6.2 Behavior of the PPC405 Implementation
All interrupts, except for machine checks, are handled precisely. Precise handling implies that the address of the
excepting instruction (for synchronous exceptions other than the system call exception), or the address of the next
instruction to be executed (asynchronous exceptions and the system call exception), is passed to an interrupt
handling routine. Precise handling also implies that all instructions that precede the instruction whose address is
reported to the interrupt handling routine have executed and that no subsequent instruction has begun execution.
The specific instruction whose address is reported may not have begun execution or may have partially completed,
as specified for each precise interrupt type.
Synchronous precise interrupts include most debug event interrupts, program interrupts, instruction and data
storage interrupts, TLB miss interrupts, system call interrupts, and alignment interrupts.
Asynchronous precise interrupts include the critical and noncritical external interrupts, and can be caused by on-
chip peripherals, timer facility interrupts, and some debug events.
In the PPC405, machine checks are handled as critical interrupts (see Critical and Noncritical Interrupts on
page 112). If a machine check is associated with an instruction fetch, the critical interrupt save/restore register
contains the address of the instruction being fetched when the machine check occurred.
The synchronism of instruction-side machine checks (errors that occur while attempting to fetch an instruction from
external memory) requires further explanation. Fetch requests to cacheable memory that miss in the instruction
cache unit (ICU) cause an instruction cache line fill (eight words). If any instructions (words) in the fetched line are
associated with an exception, an interrupt occurs upon attempted execution and the cache line is invalidated.
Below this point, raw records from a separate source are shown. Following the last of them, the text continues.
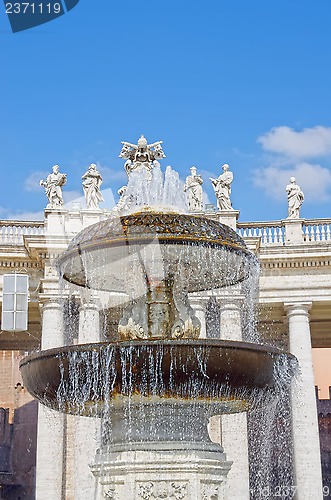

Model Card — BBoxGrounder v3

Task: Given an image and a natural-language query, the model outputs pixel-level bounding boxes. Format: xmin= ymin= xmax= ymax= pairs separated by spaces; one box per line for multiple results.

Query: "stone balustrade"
xmin=302 ymin=219 xmax=331 ymax=241
xmin=237 ymin=219 xmax=331 ymax=246
xmin=0 ymin=214 xmax=331 ymax=246
xmin=0 ymin=220 xmax=45 ymax=245
xmin=237 ymin=220 xmax=285 ymax=245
It is improper to declare an exception when an erroneous word is passed to the fetcher; the address could be the
result of an incorrect speculative access. It is quite likely that no attempt will be made to execute an instruction from
the erroneous address. An instruction-side machine check interrupt occurs only when execution is attempted. If an
exception occurs, execution is suppressed, SRR2 contains the erroneous address, and the indicates that an
instruction-side machine check occurred. Although such an interrupt is clearly asynchronous to the erroneous
memory access, it is handled synchronously with respect to the attempted execution from the erroneous address.